I grew up with a sense of Sweden being the place where Ingmar Bergman and Max Von Sydow came from. And from that I always pictured grey skies, existential dread, oppressive bodies of water and the pondering of why we’re all here. That’s where my brain went when I thought of Stockholm, Uppsala, and Gothenburg. Of course that’s a very simplistic view of Sweden. I was a teenager and obsessed with all those things I mentioned above, so Bergman was someone that spoke to that wanderer in me; that questioner of all things sacred and ritualistic. I know now that not all things are black and white in Sweden.

Listening to Folke Nikanor’s new album Bottenviken it’s quite apparent that there is joy and light and an uplift alive and well in Sweden. The music contained on this record carries with it a innocence and jubilant upswing that reminds one of almost ragtime music, but made by robots to create joy in an increasing darkening human world. The mix of acoustic instruments and electronic noise has the effect of a lucid dream. One that once you’ve entered you don’t want to wake from it.

According to Nikanor’s bio: “Folke Nikanor is a musician from the northern parts of Sweden and debuts with a individual and sparkling instrumental album called ‘Bottenviken’. It is based around the piano but with electronic elements, where old synths, percussion and wind instruments do their best to highlight the melancholy of Norrbotten and the forest. The scenery and people live in the melodies.” The songs here evoke a rural sort of magic. They retain the DNA of an afternoon walk thru a dense but inviting forest. You can almost see light dancing upon a secluded Swedish lake as you listen to tracks like “Under Stenarna” and “Bo Eves Psalm”.

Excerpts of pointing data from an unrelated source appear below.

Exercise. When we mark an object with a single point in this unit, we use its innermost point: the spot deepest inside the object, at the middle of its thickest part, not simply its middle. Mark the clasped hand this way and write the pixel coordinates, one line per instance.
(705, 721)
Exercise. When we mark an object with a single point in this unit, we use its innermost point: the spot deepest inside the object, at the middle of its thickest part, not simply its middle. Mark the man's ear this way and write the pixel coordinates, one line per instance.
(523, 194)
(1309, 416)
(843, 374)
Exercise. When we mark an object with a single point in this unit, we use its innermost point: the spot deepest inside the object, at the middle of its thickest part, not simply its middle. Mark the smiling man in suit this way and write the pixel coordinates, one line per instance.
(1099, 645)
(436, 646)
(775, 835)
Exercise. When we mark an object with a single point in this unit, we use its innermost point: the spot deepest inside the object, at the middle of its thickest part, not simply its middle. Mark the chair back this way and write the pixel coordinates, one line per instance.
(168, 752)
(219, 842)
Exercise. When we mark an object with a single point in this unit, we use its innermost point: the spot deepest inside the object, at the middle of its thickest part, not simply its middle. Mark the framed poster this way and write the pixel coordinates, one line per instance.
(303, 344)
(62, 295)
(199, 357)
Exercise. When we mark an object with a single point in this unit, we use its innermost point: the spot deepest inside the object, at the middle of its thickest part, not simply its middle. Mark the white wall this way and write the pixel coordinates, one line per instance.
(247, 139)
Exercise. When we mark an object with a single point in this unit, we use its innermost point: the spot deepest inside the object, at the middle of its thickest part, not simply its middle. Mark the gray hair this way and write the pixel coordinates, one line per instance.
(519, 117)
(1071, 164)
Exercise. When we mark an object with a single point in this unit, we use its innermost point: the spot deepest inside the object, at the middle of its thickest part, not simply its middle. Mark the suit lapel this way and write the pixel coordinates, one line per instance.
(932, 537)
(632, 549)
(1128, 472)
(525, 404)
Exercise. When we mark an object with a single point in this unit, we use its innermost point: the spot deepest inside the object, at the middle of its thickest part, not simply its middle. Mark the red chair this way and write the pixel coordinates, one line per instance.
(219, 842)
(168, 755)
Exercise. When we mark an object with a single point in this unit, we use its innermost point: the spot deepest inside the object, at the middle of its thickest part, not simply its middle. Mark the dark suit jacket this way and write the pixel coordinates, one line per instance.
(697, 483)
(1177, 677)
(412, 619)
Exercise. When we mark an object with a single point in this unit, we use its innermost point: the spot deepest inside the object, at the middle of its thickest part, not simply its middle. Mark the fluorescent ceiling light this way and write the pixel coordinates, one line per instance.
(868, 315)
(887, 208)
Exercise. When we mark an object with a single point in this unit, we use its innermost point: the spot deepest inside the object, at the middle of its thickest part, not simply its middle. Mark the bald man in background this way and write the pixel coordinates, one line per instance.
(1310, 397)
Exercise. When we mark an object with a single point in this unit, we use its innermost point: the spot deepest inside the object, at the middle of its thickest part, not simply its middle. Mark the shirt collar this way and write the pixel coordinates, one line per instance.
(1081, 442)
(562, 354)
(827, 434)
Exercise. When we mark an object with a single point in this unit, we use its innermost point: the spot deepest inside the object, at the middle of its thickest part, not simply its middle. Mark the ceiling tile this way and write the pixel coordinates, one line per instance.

You escape the intensity of everyday life when you hit play on this record. Nikanor wants you to escape from the rush of industry, modern connection, and unplug from the big machine as Bottenviken takes your hand and walks you thru the fantastical and exuberant world it has built for you. Imagine Kraftwerk becoming a happy and content machine, as opposed to the post-cold war dark and paranoid computer they actually were. Folke Nikanor has created a musical retreat where you can breathe easy and contemplate not at the speed of sound, but the speed of meditation.